"Al levantar los
ojos, Abraham vio a tres hombres que estaban parados a poca distancia. En
cuanto los vio, corrió hacia ellos y se postró en tierra, diciendo: Señor mío,
si me haces el favor, te ruego que no pases al lado de tu servidor sin detenerte."
Génesis 18, 2-3.
Abraham vio a tres
hombres en la distancia, pero no vio a tres hombres, vio a Dios. ¿Por qué? Porque
Abraham levantó los ojos, es decir, vio por encima de esos hombres, vio la
oportunidad de servir. Es importante tener cuidado porque a veces, cuando vemos
“por encima” de los demás, y decimos ver a Dios en nuestros hermanos, en
realidad levantamos la mirada, pero no la de nuestro espíritu sino la de
nuestro ego. Esto sucede cuando creemos que servir nos engrandece. Por eso, lo
que hizo Abraham es tan significativo: corrió hacia ellos y se postró en
tierra.

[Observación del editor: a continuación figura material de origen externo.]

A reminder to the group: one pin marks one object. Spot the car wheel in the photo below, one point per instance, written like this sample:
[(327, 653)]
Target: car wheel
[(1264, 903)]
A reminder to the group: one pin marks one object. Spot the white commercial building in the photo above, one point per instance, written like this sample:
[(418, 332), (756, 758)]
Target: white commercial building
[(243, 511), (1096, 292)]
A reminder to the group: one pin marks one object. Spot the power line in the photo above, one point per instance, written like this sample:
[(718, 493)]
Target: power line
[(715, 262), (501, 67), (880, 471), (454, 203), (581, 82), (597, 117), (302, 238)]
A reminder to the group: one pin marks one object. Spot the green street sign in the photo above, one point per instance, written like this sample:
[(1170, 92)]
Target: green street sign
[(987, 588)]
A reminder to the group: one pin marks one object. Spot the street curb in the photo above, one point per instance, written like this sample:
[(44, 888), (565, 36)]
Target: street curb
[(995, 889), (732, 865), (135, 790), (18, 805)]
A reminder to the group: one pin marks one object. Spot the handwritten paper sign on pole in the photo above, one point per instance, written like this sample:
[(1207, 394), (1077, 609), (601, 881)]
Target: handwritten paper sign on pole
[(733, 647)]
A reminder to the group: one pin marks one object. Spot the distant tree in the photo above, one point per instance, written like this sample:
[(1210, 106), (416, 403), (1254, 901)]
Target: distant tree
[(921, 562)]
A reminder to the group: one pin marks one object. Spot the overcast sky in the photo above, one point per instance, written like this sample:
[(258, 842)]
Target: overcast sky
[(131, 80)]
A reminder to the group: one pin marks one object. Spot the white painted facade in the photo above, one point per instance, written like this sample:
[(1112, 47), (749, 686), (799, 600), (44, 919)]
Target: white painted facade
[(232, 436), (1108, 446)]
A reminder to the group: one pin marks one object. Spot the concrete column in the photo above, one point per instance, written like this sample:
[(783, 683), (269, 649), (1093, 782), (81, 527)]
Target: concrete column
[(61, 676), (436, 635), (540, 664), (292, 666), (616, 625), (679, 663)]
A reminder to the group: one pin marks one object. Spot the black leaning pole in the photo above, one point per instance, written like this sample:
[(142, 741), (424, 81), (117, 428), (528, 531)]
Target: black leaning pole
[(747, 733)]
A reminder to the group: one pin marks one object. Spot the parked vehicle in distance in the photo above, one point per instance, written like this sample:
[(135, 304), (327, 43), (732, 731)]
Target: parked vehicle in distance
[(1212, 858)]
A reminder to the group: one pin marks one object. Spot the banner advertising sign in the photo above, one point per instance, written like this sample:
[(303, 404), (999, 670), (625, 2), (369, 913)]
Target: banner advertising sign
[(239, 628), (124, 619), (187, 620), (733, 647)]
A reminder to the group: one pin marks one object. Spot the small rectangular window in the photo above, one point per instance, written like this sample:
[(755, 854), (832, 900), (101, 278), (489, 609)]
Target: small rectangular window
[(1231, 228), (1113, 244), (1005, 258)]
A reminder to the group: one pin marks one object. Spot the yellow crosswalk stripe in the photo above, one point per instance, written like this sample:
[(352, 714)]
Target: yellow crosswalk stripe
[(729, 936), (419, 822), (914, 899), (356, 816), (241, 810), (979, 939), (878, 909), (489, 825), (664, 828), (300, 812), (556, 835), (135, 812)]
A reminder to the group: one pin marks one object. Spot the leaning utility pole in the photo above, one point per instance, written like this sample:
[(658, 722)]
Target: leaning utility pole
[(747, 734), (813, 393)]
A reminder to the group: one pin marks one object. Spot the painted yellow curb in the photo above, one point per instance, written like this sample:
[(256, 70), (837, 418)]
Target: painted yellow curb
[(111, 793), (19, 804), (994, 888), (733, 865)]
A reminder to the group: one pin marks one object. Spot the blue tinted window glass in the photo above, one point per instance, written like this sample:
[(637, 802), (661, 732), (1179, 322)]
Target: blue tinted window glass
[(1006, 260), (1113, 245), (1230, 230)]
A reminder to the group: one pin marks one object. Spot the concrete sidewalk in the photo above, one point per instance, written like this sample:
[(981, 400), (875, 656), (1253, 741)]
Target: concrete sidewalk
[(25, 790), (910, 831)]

Sirvió con humildad.
Tener verdadera
humildad al servir no es fácil. Requiere, ver más allá de lo evidente (“por
encima de lo inmediato”) y al mismo tiempo pensar, ¿cómo puedo servir,
verdaderamente servir, al otro? No implica buscar el beneficio: ¿Qué quiero
recibir? ¿Gratitud, reconocimiento, lealtad, amistad, tolerancia, qué? Implica
preguntarnos: ¿Qué necesita el otro? Tampoco implica decidir por el otro lo que
necesita, sino verdaderamente colocarnos en sus zapatos y pedirles que se
detengan y compartan contigo lo que necesitan.
Abraham dijo: “te
ruego que no pases al lado de tu servidor sin detenerte”. Yo te lo ruego
también: no pases a mi lado sin detenerte y decirme ¿qué necesitas? No pases a
lado de nadie ofreciendo una ayuda que nadie requiere. Si piensas que sabes
mejor que el otro lo que necesita, no lo haces por él, lo haces por ti. Ten
cuidado, nadie es tan pobre como para ser incapaz de tener conciencia de sí
mismo. Dale crédito, y si has de ayudarle en algo, ayúdale a tomar consciencia
de ese crédito que tiene y esa capacidad suya para conocerse y valorarse.
Mi Bien, mi dulce
Bien, permite a mis ojos reconocerte en mi mente, en mi alma y en mi cuerpo, de
forma que pueda reconocerte en la mente, alma y cuerpo de los demás. Permíteme
correr a tu lado y ofrecerte todo cuánto tengo. Detén tu andar y quédate
conmigo, con nosotros, para siempre. Honra nuestra mesa con tu presencia y que
la buena noticia que nos traes sea motivo de alegría y esperanza. Así sea en
nombre del Padre y del Hijo y del Espíritu Santo. Amén.